LOCAL

Food for Thought: Times change, so does Elkhart library

Elkhart librarians help keep pace in digital era

Marshall V. King
Tribune Columnist

ELKHART — If you’ve thought of public libraries as dusty, nearly empty places, as a thing of the past, you can stop.

Just stop.

What’s actually happening is they’re being reshaped for the next generation. The new generation of librarians is able to show how to use an iPad and how to find something on microfilm (though now even those machines have big LED screens).

At the Elkhart Public Library, Katrina Maust mines data to help determine what books should stay in the collection and which ones should go to make room for others. Software called Collection HQ can track how many times a book has been checked out and issue a “grubby report” on when it may be worn out or need replacing.

Maust is a reference librarian who returned to the community after getting a master’s degree of library and information and services at Syracuse University. Her degree in data science means that she geeks out over crafting colorful reports that help her and others meet the changing needs of patrons.

In this era of constantly changing technology, the public library still stands as a key place in the community. Tax dollars are spent to allow every resident of a geographic area to access information. We think of that as books, but libraries have always been much more than the quiet place where one goes to borrow a bit of printed paper.

More people are using the meeting and conference rooms available for free.

“That’s where libraries are moving,” Maust said. “They’re civic centers. They’re meeting spaces.”

The print reference collection is shrinking, said Mary Beth Schlabach, head of that department for EPL. More is available online. Yet what she, Maust and others on their team are finding is that less can be more.

One of Maust’s tasks recently has been going through the massive cookbook collection at the library. Using both data and a desire to have a well-rounded selection, she’s pulling books from the shelves and sending them to the basement where Friends of the Library prepare them for sale. On May 3, hundreds of food books will be offered to the public for $1 each, less if they’re not hardcover.

“This is one of our most heavily used sections,” Maust said. “They’re just so pretty, too.”

She lingers over a book on the Yucatan, an area of Mexico where she once lived with her family. In another book, she shows a picture of a gorgeous beet dish.

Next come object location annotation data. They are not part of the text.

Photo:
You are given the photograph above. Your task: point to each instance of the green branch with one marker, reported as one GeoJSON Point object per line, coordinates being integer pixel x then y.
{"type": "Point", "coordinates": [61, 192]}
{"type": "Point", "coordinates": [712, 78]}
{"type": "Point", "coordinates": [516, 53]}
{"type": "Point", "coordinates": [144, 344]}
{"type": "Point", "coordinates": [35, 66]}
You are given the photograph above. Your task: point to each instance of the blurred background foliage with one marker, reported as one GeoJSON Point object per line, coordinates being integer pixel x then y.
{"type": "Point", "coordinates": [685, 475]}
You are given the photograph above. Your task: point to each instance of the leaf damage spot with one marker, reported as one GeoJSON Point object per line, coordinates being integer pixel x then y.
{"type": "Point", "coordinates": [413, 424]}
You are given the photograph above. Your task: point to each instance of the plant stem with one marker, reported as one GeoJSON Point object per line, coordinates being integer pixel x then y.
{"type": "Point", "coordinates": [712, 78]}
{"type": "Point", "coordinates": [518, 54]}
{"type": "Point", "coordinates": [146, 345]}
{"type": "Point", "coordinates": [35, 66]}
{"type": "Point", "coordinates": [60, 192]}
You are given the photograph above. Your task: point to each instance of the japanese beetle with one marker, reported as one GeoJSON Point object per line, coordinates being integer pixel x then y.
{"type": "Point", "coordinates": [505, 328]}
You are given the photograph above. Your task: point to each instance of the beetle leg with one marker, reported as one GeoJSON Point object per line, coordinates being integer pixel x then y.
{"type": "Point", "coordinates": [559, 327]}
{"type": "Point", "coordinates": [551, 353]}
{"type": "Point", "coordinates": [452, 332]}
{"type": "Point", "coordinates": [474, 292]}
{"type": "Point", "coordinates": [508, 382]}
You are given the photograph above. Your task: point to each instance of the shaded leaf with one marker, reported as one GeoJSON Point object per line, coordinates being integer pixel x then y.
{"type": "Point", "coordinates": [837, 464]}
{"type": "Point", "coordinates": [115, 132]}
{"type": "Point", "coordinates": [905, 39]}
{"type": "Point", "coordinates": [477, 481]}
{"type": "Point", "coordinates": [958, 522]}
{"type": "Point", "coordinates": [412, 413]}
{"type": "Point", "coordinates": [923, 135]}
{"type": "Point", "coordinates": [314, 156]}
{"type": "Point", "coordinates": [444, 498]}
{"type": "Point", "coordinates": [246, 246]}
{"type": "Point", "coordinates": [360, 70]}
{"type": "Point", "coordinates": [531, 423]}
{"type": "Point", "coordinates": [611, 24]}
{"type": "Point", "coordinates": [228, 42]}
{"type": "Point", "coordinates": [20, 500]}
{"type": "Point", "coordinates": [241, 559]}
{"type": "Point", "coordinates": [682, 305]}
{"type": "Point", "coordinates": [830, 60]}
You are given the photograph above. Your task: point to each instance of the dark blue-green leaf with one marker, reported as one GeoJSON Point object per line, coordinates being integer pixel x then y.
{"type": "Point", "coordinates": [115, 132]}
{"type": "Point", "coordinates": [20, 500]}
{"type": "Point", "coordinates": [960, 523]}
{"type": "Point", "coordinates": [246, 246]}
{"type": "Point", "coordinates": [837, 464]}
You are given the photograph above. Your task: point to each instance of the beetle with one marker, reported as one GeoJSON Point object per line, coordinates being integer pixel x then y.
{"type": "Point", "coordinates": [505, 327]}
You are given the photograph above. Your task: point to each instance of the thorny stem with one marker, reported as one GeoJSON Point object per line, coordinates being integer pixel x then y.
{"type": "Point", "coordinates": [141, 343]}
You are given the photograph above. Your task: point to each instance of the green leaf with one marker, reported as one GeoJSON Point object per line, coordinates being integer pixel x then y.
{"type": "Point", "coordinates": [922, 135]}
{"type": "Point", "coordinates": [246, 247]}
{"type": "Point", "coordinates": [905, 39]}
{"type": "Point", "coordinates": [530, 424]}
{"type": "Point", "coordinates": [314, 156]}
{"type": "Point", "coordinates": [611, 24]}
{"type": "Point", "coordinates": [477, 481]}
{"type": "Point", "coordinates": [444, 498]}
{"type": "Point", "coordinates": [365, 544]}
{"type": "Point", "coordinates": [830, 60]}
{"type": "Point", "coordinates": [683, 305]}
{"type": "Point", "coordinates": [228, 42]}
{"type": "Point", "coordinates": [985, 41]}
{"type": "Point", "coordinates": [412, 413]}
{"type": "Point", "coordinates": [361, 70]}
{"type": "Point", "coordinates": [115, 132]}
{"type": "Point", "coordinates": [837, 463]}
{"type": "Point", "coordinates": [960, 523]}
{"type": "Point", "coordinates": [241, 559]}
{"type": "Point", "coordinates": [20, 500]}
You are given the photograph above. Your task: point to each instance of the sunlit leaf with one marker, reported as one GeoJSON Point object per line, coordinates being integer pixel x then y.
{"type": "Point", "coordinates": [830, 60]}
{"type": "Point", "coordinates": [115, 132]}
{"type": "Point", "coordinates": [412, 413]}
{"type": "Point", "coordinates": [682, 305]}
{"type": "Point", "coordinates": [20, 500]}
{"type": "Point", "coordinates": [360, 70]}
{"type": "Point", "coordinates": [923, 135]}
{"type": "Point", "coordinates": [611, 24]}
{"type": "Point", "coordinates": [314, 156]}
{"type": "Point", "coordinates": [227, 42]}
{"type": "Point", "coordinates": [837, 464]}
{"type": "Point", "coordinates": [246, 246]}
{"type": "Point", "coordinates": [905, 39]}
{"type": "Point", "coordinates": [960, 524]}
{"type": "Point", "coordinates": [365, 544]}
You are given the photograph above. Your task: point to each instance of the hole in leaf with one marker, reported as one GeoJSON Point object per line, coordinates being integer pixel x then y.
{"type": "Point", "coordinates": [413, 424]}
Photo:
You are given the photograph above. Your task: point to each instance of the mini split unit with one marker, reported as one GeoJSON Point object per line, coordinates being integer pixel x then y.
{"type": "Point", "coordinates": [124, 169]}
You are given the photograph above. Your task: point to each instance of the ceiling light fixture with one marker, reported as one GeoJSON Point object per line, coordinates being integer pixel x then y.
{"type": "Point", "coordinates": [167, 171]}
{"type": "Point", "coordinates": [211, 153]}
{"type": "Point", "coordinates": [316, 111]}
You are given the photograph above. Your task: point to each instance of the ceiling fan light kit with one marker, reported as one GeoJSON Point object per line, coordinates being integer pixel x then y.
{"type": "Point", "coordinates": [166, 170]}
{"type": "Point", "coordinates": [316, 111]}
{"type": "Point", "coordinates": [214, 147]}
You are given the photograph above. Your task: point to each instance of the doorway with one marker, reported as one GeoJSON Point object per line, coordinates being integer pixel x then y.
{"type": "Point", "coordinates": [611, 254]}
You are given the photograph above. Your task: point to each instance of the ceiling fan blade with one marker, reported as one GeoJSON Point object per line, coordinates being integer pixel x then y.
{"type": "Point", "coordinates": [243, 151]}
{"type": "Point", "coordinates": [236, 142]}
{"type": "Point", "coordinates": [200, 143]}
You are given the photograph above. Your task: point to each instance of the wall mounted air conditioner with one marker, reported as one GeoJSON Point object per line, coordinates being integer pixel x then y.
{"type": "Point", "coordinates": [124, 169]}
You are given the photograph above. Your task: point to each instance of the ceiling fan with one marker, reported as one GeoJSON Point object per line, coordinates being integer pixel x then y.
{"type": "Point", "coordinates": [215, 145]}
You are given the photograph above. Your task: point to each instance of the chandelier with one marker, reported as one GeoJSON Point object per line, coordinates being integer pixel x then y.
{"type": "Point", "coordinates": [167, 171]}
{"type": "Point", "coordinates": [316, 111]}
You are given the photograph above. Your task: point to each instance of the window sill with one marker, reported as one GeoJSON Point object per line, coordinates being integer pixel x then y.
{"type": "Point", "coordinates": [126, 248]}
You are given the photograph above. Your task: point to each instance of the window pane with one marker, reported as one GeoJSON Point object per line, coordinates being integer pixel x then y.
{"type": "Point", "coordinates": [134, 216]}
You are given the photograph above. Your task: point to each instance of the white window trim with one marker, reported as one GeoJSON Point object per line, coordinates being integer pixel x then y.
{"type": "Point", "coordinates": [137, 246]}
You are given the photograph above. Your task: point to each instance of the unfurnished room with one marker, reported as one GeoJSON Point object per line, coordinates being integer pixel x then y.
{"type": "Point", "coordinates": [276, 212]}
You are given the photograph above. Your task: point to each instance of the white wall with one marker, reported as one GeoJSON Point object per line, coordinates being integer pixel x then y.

Though the books on Russian cooking aren’t as pretty and don’t get taken home much, she keeps them in the collection.

“You want to make sure you have something,” she said.

The shelves, instead of being packed floor to ceiling, now have space and have been adjusted to accommodate shorter cooks. The additional space and light actually makes it easier to find a book, Schlabach said.

Other sections are also getting makeovers. Critical literary reviews and travel books aren’t needed in print form as they were in the past.

Schlabach’s goal is to maintain the tradition of Elkhart Public Library.

“This library has been a superb library for decades and decades,” she said.

To remain that, they need to adapt, she said.

That means being comfortable with the Zinio app that allows users in Elkhart and Goshen to read magazines on tablets or phones. It means helping people use Hoopla and Overdrive, two more apps that give access to e-books, audiobooks and videos. Every student in Concord and Elkhart schools, even if they live outside the townships that fund the library, gets an e-card giving access to online resources.

“We’ve had online resources for quite some time,” Schlabach said. “How do we tell the community we have them?”

The library offers online legal resources and is planning a summer series to help people learn about law. Another event on the summer eclipse is in the works.

As I looked over the cookbooks in the basement being prepared for sale, it felt like I was among old friends. I recognized some I’d checked out years ago. Some are copies of books already on my shelf at home. A few went home with me — with no due date.

I went home heartened by Maust, Schlabach and the others at the library eagerly adapting to cultural change to make this library a welcoming, vibrant space with helpful people and technology that expands beyond what I would have known without them.

Marshall V. King is a freelance writer and photographer who has worked in Elkhart County as a journalist for more than 20 years. You can read his Dining a la King column in The Tribune on Fridays.

Elkhart Public Library reference librarian Katrina Maust happily displays a cookbook at the library last week. In this era of constantly changing technology, the public library still stands as a key place in the community. Tribune Photo/MARSHALL V. KING
Marshall V. King

The next Friends of the Elkhart Public Library sale will be 9 a.m. until 1 p.m., May 6 at the Main Library, 300 S. Second St., Elkhart.